Beautiful Friend, Shattered Heart
I have met a lot of people. Through work, travel, family, a desire to connect, and an accessible personality, it has not been hard to meet people. I have many acquaintances, and a few trusted friends. While certainly open to people, I'm guarded about those I let in my life and heart. I have friendships dating back through every decade of my life and as I approach fifty, I feel blessed to know good people.
If I were asked to make a list of my favorite people, it would take no time to place my friend Barak Ben Tor at the very top. Never in my life have I met such a wonderful human being. We met 20 years ago and our friendship was immidiate. He was 22 years old and had dreams of getting married, having kids, and leaving a mark on the world. He had a bond with my new baby that filled my heart with joy.
He was a religious man who presented Judaism in a way that made me want more. I am the Jew I am today because of this man. He inspired me to embrace my faith in a way I never had before. I had always been a Jew, but Barak taught me to be Jewish. I remember him telling me things about our faith and my saying “Shut up, really?” He'd laugh, feel a little sorry for me I’m sure, and want to teach me more.
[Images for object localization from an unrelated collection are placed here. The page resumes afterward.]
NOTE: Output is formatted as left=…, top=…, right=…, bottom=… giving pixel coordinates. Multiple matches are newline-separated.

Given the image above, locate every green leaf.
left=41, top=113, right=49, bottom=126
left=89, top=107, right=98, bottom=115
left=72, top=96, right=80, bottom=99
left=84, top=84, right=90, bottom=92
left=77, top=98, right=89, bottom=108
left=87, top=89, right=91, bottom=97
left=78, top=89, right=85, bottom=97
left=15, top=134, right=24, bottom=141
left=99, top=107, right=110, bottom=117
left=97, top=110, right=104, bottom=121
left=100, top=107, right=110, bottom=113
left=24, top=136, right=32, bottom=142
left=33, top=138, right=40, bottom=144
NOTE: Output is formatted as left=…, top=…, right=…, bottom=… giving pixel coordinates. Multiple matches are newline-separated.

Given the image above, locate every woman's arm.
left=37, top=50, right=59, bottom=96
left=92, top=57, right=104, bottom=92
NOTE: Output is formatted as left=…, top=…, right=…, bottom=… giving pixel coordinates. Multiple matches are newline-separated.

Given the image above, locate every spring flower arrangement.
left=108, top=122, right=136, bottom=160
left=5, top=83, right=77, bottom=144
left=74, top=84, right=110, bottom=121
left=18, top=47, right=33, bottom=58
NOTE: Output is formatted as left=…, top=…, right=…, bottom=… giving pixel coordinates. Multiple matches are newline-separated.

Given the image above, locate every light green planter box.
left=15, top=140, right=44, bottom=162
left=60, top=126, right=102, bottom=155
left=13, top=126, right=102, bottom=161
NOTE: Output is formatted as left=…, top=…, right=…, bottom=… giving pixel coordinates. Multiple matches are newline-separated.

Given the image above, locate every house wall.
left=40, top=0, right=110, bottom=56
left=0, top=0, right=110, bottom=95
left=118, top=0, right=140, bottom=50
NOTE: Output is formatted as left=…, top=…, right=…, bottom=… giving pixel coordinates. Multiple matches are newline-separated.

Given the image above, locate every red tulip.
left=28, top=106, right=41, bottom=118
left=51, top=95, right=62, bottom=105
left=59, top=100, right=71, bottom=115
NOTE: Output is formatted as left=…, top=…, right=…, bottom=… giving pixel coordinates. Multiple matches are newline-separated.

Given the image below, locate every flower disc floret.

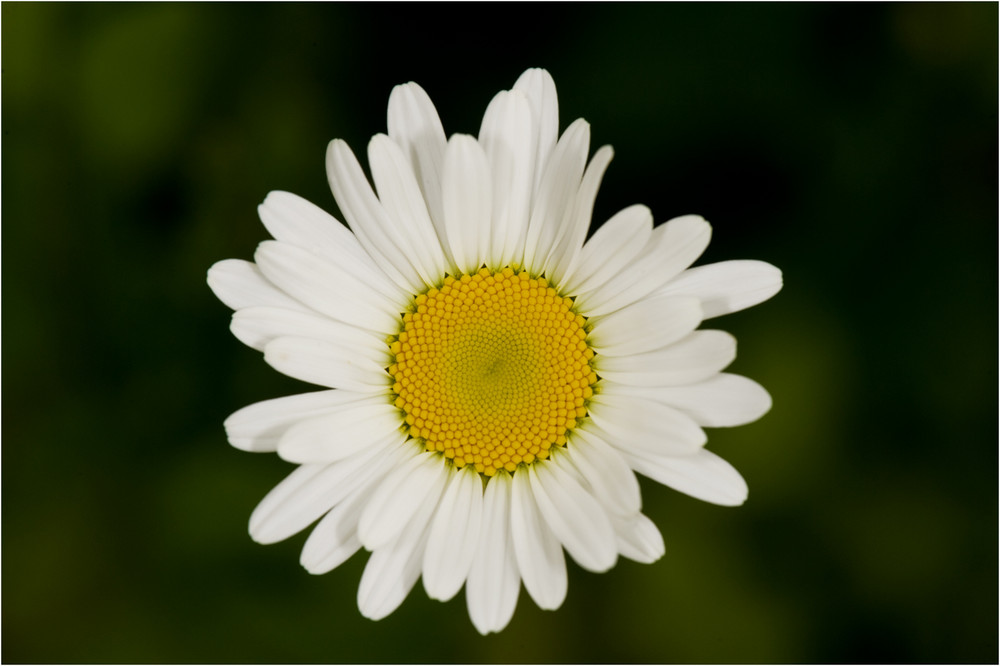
left=390, top=267, right=596, bottom=476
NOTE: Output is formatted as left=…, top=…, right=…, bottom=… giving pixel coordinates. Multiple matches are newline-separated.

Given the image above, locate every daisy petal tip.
left=768, top=263, right=785, bottom=295
left=325, top=139, right=352, bottom=168
left=714, top=469, right=750, bottom=507
left=724, top=485, right=749, bottom=507
left=261, top=338, right=290, bottom=368
left=515, top=67, right=556, bottom=91
left=389, top=80, right=425, bottom=100
left=247, top=512, right=279, bottom=545
left=205, top=260, right=225, bottom=282
left=671, top=213, right=712, bottom=236
left=741, top=261, right=784, bottom=305
left=758, top=387, right=775, bottom=419
left=206, top=259, right=264, bottom=310
left=470, top=616, right=511, bottom=637
left=259, top=189, right=288, bottom=209
left=366, top=132, right=391, bottom=154
left=300, top=560, right=324, bottom=576
left=662, top=259, right=783, bottom=319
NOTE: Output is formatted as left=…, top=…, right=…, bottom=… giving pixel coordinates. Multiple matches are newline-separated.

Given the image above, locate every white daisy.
left=207, top=68, right=782, bottom=634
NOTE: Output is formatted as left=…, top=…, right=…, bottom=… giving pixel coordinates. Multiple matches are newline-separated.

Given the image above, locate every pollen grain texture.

I was getting divorced, raising my son alone, and this wise young man told me everything would be okay. He told me to lean on G-d. He encouraged me to believe there was a plan and everything would work out. When he got married years later, he called to thank me for always telling him he would meet the girl of his dreams. When they were expecting, he told me she would be a great mom like I was.
When I got cancer, Barak told me I would be okay. When Barak got cancer, I told him he would be okay. Today I am devastated to share my heart is shattered into a million pieces as this wonderful man, the kindest man I have ever known, passed away. Barak was 43 years old and leaves behind his beautiful wife, two amazing children, and an emptiness in the heart of every person blessed to know him.
I have admired this remarkable human being for twenty years and am honored to call him my friend. I love Barak Ben Tor very much and the world has suffered a great loss with his passing. To Barak’s family I send my heartfelt condolences. May this wonderful man rest in peace as he stands next to G-d and watches over his family. I am forever changed, forever grateful, and forever keeping the faith.